American Secretary of State Hillary Clinton, "Remarks with Egyptian Foreign Minister
Ahmed Ali Aboul Gheit,"
4 November 2009, Cairo, in www.state.gov


"If truthfulness be the first essential for the ideal diplomatist, the second essential is precision. By this is meant not merely intellectual accuracy, but moral accuracy. The negotiator should be accurate both in mind and soul. The professional diplomatist is inured, from his earliest days as an attache, to rules of precision. It is the amateur diplomatist who is apt to be slovenly. Even politicians, even cabinet ministers, have been known to overlook the fact that diplomacy, as its name implies, is a written rather than a verbal art and the great high-roads of history are strewn with little shrines of peace which have either been left unfinished, or have collapsed when completed, for the sole reason that their foundations were built on the sands of some verbal misconception."

Sir Harold Nicolson, Diplomacy. 1939.


There is little to add than what one may read in say the Financial Times, or indeed, if one reads carefully, the American State Departments own web site, to the near complete Clinton debacle this past five days. Originally, the American Secretary of State was going to be making various stops in the Near and Middle East, for purposes of endeavoring to (in the words of an unnamed State Department official):

"get a clear picture of where the two sides stood before she met Arab foreign ministers at a development summit in Morocco next week to try to drum up regional support for peace moves. 'She reported to the president last week that the process is going through a difficult patch and she is using the opportunity, being in the region, to consult with the leaders, see where they are, and how we can get the process moving forward again,'"
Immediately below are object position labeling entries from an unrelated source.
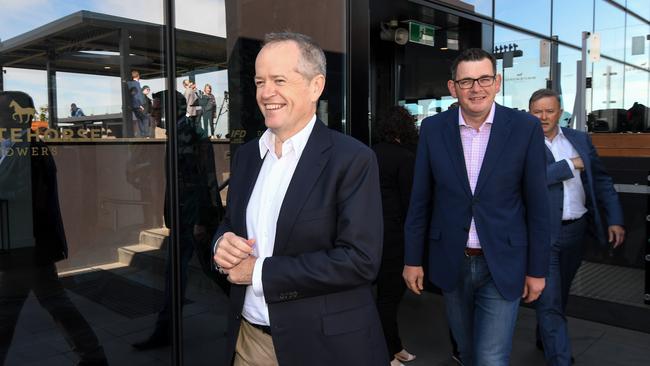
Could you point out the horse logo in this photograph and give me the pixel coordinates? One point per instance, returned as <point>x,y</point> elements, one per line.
<point>20,112</point>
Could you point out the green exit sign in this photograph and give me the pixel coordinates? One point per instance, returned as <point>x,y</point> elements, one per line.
<point>421,33</point>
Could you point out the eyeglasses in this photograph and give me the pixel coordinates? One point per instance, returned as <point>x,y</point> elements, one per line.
<point>483,81</point>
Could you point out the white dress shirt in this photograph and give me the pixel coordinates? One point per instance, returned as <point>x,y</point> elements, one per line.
<point>474,147</point>
<point>264,207</point>
<point>573,206</point>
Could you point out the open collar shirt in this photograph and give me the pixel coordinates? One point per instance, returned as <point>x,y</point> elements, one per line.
<point>264,208</point>
<point>474,147</point>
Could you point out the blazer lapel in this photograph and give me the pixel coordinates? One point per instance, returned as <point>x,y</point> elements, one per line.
<point>250,171</point>
<point>455,149</point>
<point>310,166</point>
<point>499,134</point>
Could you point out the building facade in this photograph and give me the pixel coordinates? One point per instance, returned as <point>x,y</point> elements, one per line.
<point>130,166</point>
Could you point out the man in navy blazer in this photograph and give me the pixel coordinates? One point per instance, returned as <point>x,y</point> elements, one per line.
<point>302,237</point>
<point>578,188</point>
<point>479,204</point>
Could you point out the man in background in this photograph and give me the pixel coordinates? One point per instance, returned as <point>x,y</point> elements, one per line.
<point>578,189</point>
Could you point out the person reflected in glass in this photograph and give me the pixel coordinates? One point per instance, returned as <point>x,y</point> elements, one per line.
<point>191,100</point>
<point>137,104</point>
<point>33,237</point>
<point>76,111</point>
<point>147,107</point>
<point>579,189</point>
<point>208,105</point>
<point>397,139</point>
<point>201,211</point>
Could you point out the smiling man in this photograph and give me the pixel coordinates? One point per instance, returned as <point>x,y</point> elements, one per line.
<point>579,189</point>
<point>479,205</point>
<point>302,237</point>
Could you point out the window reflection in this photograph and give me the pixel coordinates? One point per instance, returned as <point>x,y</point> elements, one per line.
<point>538,13</point>
<point>610,24</point>
<point>571,18</point>
<point>525,76</point>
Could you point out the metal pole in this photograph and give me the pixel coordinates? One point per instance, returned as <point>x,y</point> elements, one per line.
<point>51,90</point>
<point>579,111</point>
<point>169,28</point>
<point>555,69</point>
<point>125,77</point>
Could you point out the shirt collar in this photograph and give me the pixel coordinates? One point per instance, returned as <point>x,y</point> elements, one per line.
<point>560,134</point>
<point>489,119</point>
<point>298,141</point>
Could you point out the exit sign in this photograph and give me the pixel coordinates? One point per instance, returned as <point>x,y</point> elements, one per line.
<point>421,33</point>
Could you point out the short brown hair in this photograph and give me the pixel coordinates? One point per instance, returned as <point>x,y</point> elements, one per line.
<point>473,54</point>
<point>543,93</point>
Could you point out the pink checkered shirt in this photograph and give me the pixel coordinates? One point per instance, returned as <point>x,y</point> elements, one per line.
<point>474,146</point>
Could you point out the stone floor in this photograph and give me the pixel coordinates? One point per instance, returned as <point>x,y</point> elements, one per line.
<point>37,341</point>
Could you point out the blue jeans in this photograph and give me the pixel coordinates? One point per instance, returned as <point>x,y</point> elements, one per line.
<point>566,256</point>
<point>481,320</point>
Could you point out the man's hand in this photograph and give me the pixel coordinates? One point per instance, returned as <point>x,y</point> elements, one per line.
<point>414,276</point>
<point>232,249</point>
<point>242,274</point>
<point>533,288</point>
<point>616,235</point>
<point>577,163</point>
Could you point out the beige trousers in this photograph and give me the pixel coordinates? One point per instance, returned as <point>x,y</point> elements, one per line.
<point>254,347</point>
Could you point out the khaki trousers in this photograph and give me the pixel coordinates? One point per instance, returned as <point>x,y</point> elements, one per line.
<point>254,347</point>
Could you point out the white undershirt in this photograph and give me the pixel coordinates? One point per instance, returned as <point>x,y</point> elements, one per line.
<point>264,207</point>
<point>574,194</point>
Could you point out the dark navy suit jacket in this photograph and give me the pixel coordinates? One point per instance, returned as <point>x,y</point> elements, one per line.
<point>509,205</point>
<point>327,252</point>
<point>598,186</point>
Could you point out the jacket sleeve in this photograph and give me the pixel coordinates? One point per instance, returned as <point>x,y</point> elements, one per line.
<point>606,195</point>
<point>354,258</point>
<point>419,213</point>
<point>535,195</point>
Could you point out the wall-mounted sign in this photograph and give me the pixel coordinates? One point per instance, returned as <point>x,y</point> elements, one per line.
<point>421,33</point>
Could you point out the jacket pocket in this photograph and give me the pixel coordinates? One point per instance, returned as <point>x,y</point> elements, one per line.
<point>347,321</point>
<point>517,240</point>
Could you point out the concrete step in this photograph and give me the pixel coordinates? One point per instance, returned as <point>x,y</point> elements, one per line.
<point>154,237</point>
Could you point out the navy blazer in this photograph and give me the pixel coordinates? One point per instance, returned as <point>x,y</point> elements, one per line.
<point>327,252</point>
<point>598,186</point>
<point>509,204</point>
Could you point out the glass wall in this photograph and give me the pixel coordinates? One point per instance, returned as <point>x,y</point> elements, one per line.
<point>513,12</point>
<point>526,74</point>
<point>85,214</point>
<point>82,181</point>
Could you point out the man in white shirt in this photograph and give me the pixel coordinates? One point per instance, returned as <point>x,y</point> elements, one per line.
<point>302,237</point>
<point>578,186</point>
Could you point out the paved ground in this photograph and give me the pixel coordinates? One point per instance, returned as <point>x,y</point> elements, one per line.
<point>424,331</point>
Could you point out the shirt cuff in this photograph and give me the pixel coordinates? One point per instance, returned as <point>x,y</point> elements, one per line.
<point>258,289</point>
<point>214,252</point>
<point>571,165</point>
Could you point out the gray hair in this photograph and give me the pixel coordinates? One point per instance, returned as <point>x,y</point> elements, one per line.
<point>312,61</point>
<point>543,93</point>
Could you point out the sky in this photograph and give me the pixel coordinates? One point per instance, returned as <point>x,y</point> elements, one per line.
<point>99,95</point>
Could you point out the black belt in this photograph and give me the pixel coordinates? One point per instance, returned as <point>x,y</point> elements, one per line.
<point>264,328</point>
<point>569,222</point>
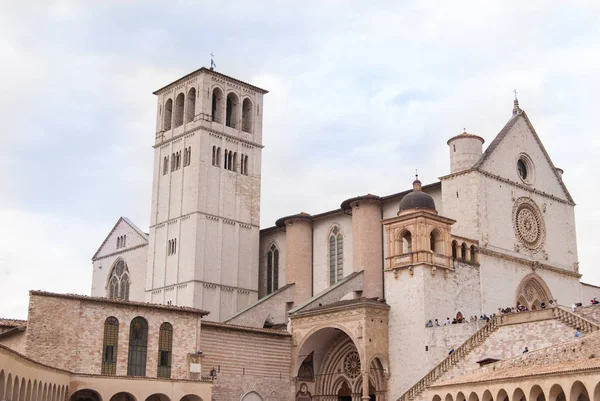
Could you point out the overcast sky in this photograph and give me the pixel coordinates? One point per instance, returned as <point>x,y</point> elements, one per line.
<point>361,94</point>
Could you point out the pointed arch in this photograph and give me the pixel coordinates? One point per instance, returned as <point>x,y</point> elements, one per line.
<point>252,396</point>
<point>247,115</point>
<point>168,114</point>
<point>272,268</point>
<point>109,348</point>
<point>138,347</point>
<point>336,254</point>
<point>403,242</point>
<point>217,105</point>
<point>190,107</point>
<point>436,241</point>
<point>232,110</point>
<point>165,348</point>
<point>119,281</point>
<point>178,115</point>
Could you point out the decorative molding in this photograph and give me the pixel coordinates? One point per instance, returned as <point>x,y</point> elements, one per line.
<point>528,224</point>
<point>206,285</point>
<point>509,182</point>
<point>530,263</point>
<point>208,216</point>
<point>167,141</point>
<point>121,251</point>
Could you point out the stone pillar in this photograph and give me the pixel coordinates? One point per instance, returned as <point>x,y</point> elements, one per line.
<point>365,396</point>
<point>367,243</point>
<point>298,267</point>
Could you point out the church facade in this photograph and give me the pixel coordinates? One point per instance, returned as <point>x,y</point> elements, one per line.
<point>346,304</point>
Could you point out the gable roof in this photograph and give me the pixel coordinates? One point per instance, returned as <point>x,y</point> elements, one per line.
<point>517,114</point>
<point>130,224</point>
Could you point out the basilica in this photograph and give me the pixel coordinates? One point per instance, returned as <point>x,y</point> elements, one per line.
<point>453,290</point>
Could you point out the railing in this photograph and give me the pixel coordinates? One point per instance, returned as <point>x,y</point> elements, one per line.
<point>459,353</point>
<point>561,313</point>
<point>574,320</point>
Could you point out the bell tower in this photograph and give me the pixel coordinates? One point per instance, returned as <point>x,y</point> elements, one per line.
<point>204,229</point>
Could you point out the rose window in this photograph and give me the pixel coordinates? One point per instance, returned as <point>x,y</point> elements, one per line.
<point>528,223</point>
<point>352,365</point>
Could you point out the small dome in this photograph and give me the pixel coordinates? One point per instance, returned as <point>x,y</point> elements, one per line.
<point>417,199</point>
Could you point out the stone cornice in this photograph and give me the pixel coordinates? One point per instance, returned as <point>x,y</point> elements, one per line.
<point>531,263</point>
<point>229,287</point>
<point>349,307</point>
<point>213,73</point>
<point>208,215</point>
<point>210,131</point>
<point>507,181</point>
<point>418,214</point>
<point>119,252</point>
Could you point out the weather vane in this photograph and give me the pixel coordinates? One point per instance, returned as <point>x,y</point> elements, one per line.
<point>212,62</point>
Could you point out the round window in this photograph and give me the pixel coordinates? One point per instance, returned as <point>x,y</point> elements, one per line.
<point>522,168</point>
<point>525,169</point>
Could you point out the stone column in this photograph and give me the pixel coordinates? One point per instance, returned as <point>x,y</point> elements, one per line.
<point>298,267</point>
<point>365,396</point>
<point>367,234</point>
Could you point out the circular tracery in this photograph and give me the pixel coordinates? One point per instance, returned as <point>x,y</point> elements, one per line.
<point>352,365</point>
<point>528,223</point>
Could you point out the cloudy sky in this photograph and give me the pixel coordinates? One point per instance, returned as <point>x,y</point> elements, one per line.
<point>361,94</point>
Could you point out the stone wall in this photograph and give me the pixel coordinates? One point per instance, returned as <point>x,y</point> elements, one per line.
<point>510,340</point>
<point>74,325</point>
<point>246,360</point>
<point>134,254</point>
<point>15,340</point>
<point>591,312</point>
<point>272,308</point>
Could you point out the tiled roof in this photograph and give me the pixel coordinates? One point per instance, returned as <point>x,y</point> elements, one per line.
<point>341,304</point>
<point>12,322</point>
<point>121,302</point>
<point>206,323</point>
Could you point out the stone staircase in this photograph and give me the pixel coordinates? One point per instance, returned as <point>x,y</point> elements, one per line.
<point>575,320</point>
<point>460,353</point>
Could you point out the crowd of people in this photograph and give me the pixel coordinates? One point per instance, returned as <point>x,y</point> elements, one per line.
<point>501,312</point>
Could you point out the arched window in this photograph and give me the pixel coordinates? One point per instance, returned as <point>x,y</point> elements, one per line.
<point>109,346</point>
<point>179,104</point>
<point>336,255</point>
<point>272,269</point>
<point>406,242</point>
<point>217,105</point>
<point>435,242</point>
<point>247,115</point>
<point>168,115</point>
<point>165,165</point>
<point>190,107</point>
<point>232,113</point>
<point>138,346</point>
<point>165,346</point>
<point>119,281</point>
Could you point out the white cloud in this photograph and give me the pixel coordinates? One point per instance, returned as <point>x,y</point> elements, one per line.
<point>360,95</point>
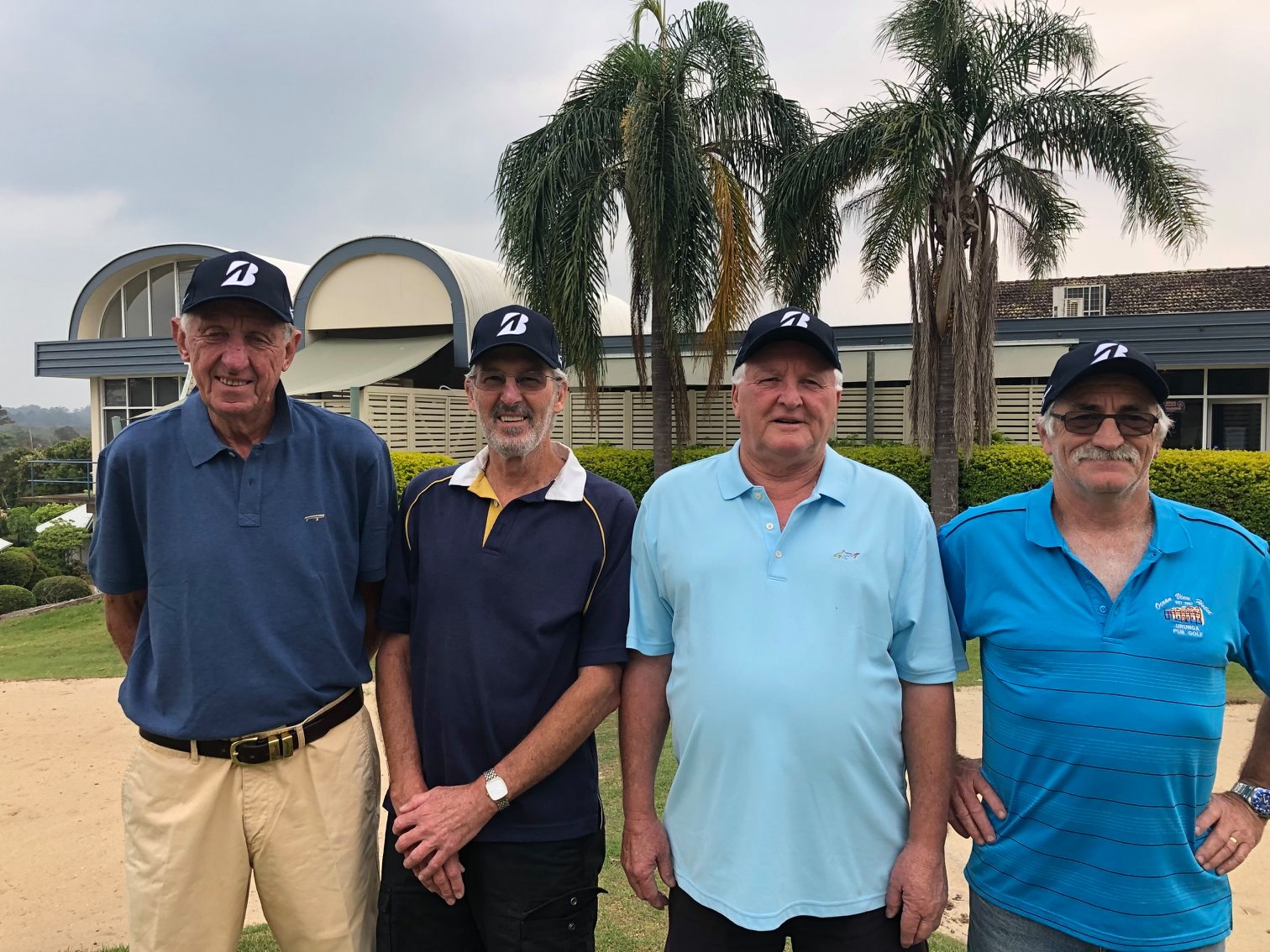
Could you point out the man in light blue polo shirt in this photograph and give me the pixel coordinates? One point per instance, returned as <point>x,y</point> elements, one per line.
<point>1106,619</point>
<point>789,616</point>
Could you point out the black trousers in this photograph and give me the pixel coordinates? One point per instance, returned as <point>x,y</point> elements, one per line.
<point>695,928</point>
<point>517,897</point>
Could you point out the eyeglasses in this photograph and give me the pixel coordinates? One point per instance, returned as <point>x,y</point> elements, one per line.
<point>527,382</point>
<point>1129,424</point>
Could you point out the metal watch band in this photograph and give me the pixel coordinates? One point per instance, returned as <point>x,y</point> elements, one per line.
<point>501,803</point>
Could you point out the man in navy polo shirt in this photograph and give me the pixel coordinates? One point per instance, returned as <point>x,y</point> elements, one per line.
<point>505,612</point>
<point>1106,619</point>
<point>240,541</point>
<point>789,616</point>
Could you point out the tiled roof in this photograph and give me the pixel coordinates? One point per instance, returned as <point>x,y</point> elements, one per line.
<point>1151,292</point>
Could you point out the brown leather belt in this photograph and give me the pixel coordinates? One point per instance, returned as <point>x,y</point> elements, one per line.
<point>270,745</point>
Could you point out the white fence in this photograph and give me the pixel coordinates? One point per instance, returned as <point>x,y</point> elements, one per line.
<point>439,421</point>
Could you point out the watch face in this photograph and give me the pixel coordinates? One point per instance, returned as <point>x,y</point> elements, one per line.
<point>1260,801</point>
<point>496,788</point>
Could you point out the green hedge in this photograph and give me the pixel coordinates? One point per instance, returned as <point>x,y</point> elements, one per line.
<point>60,588</point>
<point>407,466</point>
<point>14,598</point>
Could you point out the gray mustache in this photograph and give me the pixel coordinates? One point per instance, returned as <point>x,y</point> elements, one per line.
<point>1120,455</point>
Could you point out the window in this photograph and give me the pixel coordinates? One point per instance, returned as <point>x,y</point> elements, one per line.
<point>145,304</point>
<point>124,399</point>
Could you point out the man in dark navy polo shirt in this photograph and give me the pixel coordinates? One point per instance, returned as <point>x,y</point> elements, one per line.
<point>240,542</point>
<point>505,616</point>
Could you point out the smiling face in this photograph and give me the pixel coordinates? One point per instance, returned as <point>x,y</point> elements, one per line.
<point>1104,463</point>
<point>515,421</point>
<point>786,405</point>
<point>236,351</point>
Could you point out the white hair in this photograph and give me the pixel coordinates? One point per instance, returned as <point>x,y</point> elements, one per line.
<point>738,376</point>
<point>1163,426</point>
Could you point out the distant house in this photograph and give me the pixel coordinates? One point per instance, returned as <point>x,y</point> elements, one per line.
<point>386,324</point>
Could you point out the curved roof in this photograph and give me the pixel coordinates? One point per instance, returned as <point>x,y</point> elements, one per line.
<point>158,253</point>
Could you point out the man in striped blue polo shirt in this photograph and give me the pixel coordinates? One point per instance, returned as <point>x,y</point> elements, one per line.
<point>505,617</point>
<point>1106,619</point>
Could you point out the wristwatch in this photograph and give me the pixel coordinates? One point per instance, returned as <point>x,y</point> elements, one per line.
<point>1257,798</point>
<point>496,790</point>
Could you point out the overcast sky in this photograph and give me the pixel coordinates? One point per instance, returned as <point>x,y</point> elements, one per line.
<point>287,127</point>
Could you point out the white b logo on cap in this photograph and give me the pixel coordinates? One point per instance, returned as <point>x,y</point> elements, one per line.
<point>513,322</point>
<point>240,273</point>
<point>1105,352</point>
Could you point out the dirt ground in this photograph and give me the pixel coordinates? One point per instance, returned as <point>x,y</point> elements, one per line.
<point>65,745</point>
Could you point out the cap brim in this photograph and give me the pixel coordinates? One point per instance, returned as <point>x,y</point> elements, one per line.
<point>1126,366</point>
<point>270,309</point>
<point>548,361</point>
<point>801,335</point>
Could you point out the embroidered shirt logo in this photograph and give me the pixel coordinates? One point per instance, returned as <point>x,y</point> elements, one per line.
<point>240,273</point>
<point>1186,614</point>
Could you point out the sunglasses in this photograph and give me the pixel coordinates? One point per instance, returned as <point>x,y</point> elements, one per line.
<point>527,382</point>
<point>1129,424</point>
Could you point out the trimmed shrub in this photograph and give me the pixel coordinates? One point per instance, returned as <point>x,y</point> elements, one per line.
<point>407,466</point>
<point>17,567</point>
<point>14,598</point>
<point>60,588</point>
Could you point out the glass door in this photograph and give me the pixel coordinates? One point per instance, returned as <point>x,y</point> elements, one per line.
<point>1236,424</point>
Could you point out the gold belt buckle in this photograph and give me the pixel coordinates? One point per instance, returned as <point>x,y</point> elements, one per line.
<point>281,745</point>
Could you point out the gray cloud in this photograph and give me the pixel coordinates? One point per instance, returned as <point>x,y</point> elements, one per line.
<point>288,127</point>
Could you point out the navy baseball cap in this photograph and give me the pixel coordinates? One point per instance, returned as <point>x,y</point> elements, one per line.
<point>789,324</point>
<point>1085,361</point>
<point>517,327</point>
<point>242,275</point>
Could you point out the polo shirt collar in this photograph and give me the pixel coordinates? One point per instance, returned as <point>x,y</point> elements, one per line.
<point>201,439</point>
<point>1168,536</point>
<point>833,483</point>
<point>568,486</point>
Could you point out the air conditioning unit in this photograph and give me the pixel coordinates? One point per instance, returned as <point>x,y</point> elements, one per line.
<point>1079,300</point>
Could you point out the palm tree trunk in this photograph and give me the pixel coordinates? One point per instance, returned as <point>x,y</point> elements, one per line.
<point>944,460</point>
<point>660,384</point>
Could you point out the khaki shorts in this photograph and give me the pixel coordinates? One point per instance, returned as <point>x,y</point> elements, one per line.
<point>197,828</point>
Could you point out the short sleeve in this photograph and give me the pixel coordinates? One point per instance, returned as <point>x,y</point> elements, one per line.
<point>607,611</point>
<point>117,557</point>
<point>650,630</point>
<point>379,510</point>
<point>1254,649</point>
<point>925,646</point>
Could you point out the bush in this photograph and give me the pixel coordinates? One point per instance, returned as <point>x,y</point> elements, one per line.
<point>17,567</point>
<point>14,598</point>
<point>407,466</point>
<point>60,588</point>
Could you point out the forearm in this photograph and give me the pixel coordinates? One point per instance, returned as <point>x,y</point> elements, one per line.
<point>642,725</point>
<point>394,696</point>
<point>575,718</point>
<point>371,592</point>
<point>930,736</point>
<point>122,617</point>
<point>1257,768</point>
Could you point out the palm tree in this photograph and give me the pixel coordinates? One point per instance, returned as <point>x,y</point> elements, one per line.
<point>1000,104</point>
<point>681,138</point>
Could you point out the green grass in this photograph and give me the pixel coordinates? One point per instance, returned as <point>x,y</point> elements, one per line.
<point>66,642</point>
"Abbas rebuff to Clinton's Peace Push," 30 October 2009, in www.ft.com


Any likelihood of success in that effort, completely collapsed after the press conference with the Israeli Prime Minister on the following day. It was pur et simple a complete wreak of any possibility of moving the peace process forward. Either with the Palestinian Authority or with the Arab governments in the region. Of course, this is not to imply that the peace process was going anywhere prior to the events of the 31st of October. They were not. As, by the bye, gentle reader I predicted in this journal would be the case almost one year ago. There is no history of Democratic Party, American President's putting pressure on Israeli leaders over the peace process (or anything else), particular in the first years of their term. And, so it has proven to be the case with the new American administration. With a keen insight into his antagonists, Israeli Prime Minister Netanyahu, understood this completely. Notwithstanding the fears in certain sectors of the Israeli press five to six months ago, about the Right-wing Likud government being cast adrift by the new American administration over the former's defence of their settlement policies, Netanyahu, did not blink, merely offering up a few sugary words for American consumption, and, voila! We have those wonderful mots of Madam Secretary Clinton of the week-end just past. The fact she has post-facto tried to take those words back, does not obviate the fact that she has enraged the PA authority and kicked the entire 'peace process', over aboard. Need I say any 'I told you so', about appointing someone with almost no diplomatic experience as Secretary of State, as I did about eleven months ago? Well, now we all know the end-result of such truly American hiring practices. Perhaps the Americans will reconsider them in the future? Lest more mistakes be made unnecessarily.